Ma De Magistris non è tipo da accettare rimproveri, e neanche da perdere l'occasione per far parlare di sé. Così il sindaco "arancione" ha scritto una lunga lettera inviata ai principali organi di stampa in cui spiega che la sua proposta serve ad aiutare "i più deboli", a rendere più sicura e vivibile la città e a migliorare la sua immagine. Fin qui tutto normale, ma De Magistris si spinge ancora più in là e, con la scusa di una "legittima difesa" alla "invettiva" di Sepe, tira un colpo basso al cardinale.
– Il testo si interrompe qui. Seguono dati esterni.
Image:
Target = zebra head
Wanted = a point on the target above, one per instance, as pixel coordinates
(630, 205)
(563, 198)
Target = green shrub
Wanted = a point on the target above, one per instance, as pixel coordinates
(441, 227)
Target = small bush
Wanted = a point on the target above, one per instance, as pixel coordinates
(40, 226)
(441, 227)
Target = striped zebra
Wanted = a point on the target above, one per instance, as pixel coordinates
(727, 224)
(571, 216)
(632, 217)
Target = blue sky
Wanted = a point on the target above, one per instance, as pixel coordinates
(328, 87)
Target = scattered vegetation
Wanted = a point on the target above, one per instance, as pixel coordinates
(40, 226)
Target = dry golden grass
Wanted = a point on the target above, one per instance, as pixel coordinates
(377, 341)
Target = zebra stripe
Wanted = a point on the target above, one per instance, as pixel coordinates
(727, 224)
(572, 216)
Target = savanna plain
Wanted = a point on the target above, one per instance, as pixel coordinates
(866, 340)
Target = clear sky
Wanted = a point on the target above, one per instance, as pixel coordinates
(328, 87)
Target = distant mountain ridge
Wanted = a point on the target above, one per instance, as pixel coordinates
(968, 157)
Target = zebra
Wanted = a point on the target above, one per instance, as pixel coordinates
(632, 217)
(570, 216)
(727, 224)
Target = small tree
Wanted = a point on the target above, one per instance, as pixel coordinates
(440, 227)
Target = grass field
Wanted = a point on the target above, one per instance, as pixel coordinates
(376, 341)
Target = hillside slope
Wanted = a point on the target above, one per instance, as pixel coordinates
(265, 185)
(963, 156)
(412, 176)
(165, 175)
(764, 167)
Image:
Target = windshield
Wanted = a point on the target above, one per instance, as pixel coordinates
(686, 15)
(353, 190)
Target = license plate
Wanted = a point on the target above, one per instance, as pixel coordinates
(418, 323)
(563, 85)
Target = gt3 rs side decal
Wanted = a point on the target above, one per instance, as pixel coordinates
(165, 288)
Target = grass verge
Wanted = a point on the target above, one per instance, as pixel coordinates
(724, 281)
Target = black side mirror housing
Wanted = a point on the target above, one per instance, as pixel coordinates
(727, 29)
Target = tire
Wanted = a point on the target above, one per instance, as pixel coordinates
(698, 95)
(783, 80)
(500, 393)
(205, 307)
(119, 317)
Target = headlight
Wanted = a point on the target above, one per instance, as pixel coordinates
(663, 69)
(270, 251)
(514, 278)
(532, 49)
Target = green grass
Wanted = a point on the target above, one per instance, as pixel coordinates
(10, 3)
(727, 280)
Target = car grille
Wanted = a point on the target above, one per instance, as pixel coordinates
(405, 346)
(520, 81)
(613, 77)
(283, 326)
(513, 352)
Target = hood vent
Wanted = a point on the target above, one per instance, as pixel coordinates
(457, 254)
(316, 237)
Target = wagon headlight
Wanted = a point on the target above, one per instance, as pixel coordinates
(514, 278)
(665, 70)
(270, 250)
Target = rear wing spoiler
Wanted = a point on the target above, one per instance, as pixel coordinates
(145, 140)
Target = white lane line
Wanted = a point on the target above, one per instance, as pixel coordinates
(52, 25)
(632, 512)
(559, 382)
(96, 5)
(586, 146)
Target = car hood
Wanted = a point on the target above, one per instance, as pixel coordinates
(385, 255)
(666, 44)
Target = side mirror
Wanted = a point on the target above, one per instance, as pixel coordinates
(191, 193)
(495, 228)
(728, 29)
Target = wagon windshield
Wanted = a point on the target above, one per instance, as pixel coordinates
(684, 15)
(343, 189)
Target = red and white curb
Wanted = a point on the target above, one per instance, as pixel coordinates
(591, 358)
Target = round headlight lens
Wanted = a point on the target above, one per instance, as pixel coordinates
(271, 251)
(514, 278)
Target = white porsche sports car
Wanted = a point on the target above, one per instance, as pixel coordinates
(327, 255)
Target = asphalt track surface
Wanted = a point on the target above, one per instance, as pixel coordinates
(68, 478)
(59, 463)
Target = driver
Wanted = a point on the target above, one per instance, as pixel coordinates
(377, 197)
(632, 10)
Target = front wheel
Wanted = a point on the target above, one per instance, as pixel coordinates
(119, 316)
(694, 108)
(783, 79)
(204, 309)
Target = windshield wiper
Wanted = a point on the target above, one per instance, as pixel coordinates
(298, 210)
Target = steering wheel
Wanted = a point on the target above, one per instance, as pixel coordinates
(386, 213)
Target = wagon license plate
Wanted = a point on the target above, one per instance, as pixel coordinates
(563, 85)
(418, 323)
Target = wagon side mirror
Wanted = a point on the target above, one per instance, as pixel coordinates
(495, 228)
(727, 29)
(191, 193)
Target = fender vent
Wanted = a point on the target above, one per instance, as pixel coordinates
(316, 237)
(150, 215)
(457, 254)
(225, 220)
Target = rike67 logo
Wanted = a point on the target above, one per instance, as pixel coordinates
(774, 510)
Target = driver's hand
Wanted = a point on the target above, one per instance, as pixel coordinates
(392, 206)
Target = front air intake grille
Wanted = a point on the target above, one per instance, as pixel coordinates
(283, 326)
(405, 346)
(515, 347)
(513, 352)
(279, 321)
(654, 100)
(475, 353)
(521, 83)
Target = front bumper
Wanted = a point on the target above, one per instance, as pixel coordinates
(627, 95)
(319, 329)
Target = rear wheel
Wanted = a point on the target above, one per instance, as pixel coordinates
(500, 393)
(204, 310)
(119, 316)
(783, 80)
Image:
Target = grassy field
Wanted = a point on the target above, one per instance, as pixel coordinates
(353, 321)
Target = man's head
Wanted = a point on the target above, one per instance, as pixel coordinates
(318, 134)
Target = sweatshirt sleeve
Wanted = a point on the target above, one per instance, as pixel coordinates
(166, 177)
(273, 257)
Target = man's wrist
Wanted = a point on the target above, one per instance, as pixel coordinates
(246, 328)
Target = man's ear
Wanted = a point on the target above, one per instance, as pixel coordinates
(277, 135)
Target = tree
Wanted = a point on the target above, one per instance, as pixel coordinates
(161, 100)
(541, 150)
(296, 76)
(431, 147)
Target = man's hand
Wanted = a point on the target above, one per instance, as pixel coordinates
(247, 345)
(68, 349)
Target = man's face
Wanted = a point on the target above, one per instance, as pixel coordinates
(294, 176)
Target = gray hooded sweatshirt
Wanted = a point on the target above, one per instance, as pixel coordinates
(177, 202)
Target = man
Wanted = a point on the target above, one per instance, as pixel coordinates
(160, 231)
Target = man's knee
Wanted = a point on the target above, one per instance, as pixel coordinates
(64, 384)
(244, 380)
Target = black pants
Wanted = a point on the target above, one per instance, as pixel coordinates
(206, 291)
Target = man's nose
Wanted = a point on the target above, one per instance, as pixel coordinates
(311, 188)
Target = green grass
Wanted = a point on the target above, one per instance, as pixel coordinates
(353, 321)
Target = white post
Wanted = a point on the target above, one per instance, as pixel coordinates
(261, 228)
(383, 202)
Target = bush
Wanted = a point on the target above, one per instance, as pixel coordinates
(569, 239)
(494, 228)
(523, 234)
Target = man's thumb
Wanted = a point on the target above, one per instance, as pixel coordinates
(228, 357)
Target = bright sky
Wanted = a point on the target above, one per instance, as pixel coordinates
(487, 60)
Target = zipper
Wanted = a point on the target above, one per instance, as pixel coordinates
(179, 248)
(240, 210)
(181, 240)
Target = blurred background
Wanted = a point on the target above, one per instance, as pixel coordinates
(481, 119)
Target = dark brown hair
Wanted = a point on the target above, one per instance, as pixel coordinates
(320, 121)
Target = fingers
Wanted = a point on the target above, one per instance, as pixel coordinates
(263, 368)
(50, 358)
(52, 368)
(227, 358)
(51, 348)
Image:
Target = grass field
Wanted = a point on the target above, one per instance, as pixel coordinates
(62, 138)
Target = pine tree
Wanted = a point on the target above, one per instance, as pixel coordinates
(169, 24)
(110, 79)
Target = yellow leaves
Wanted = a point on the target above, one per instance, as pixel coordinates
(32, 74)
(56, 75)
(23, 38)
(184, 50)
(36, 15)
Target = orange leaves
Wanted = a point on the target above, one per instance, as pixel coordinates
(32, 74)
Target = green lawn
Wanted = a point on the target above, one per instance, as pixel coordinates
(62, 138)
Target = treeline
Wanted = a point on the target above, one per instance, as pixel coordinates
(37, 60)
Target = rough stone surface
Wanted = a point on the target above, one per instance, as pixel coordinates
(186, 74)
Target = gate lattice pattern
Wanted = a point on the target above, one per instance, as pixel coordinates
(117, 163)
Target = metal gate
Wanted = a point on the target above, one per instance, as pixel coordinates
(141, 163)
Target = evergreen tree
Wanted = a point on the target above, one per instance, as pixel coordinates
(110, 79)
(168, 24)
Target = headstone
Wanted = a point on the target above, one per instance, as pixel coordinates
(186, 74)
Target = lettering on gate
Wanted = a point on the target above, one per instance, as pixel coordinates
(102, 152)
Dopo aver ricordato che la spesa sociale del comune è indirizzata in gran parte verso il mondo religioso, arriva la stoccata:

Lei dice che l'amministrazione vuole tornare alla case chiuse? Giammai Cardinale! Ma dove lo ha letto? Lei che si è occupato di ben altre case quando era a Roma, sa bene che noi vogliamo case aperte, trasparenti, luoghi liberi, luoghi di culto per tutte le religioni, case da assegnare ai più deboli, luoghi per l'inclusione e la solidarietà.

Il riferimento, per niente velato, è al coinvolgimento del cardinale nell'inchiesta su Angelo Balducci, in cui Sepe è attualmente indagato per corruzione. Insomma, comunque la si pensi un modo non proprio elegante per mettere a tacere l'arcivescovo. Basti poi ricordare l'immagine di De Magistris che all'indomani della sua elezione a sindaco correva a inginocchiarsi proprio davanti a Sepe alla festa di San Gennaro, un gesto che oggi sa molto di opportunismo.

Le reazioni comunque non si sono fatte attendere. Innanzitutto da parte del mondo cattolico, con "Avvenire" che parla di un sindaco che ha perso la lucidità e la faccia, mentre i consiglieri comunali di area centro-destra chiedono al sindaco di scusarsi pubblicamente. Ma anche nella maggioranza di apre qualche crepa: il segretario provinciale dell'Idv ha criticato De Magistris per la sua proposta estemporanea e lo ha invitato a confrontarsi con i partiti prima di affrontare i temi eticamente sensibili.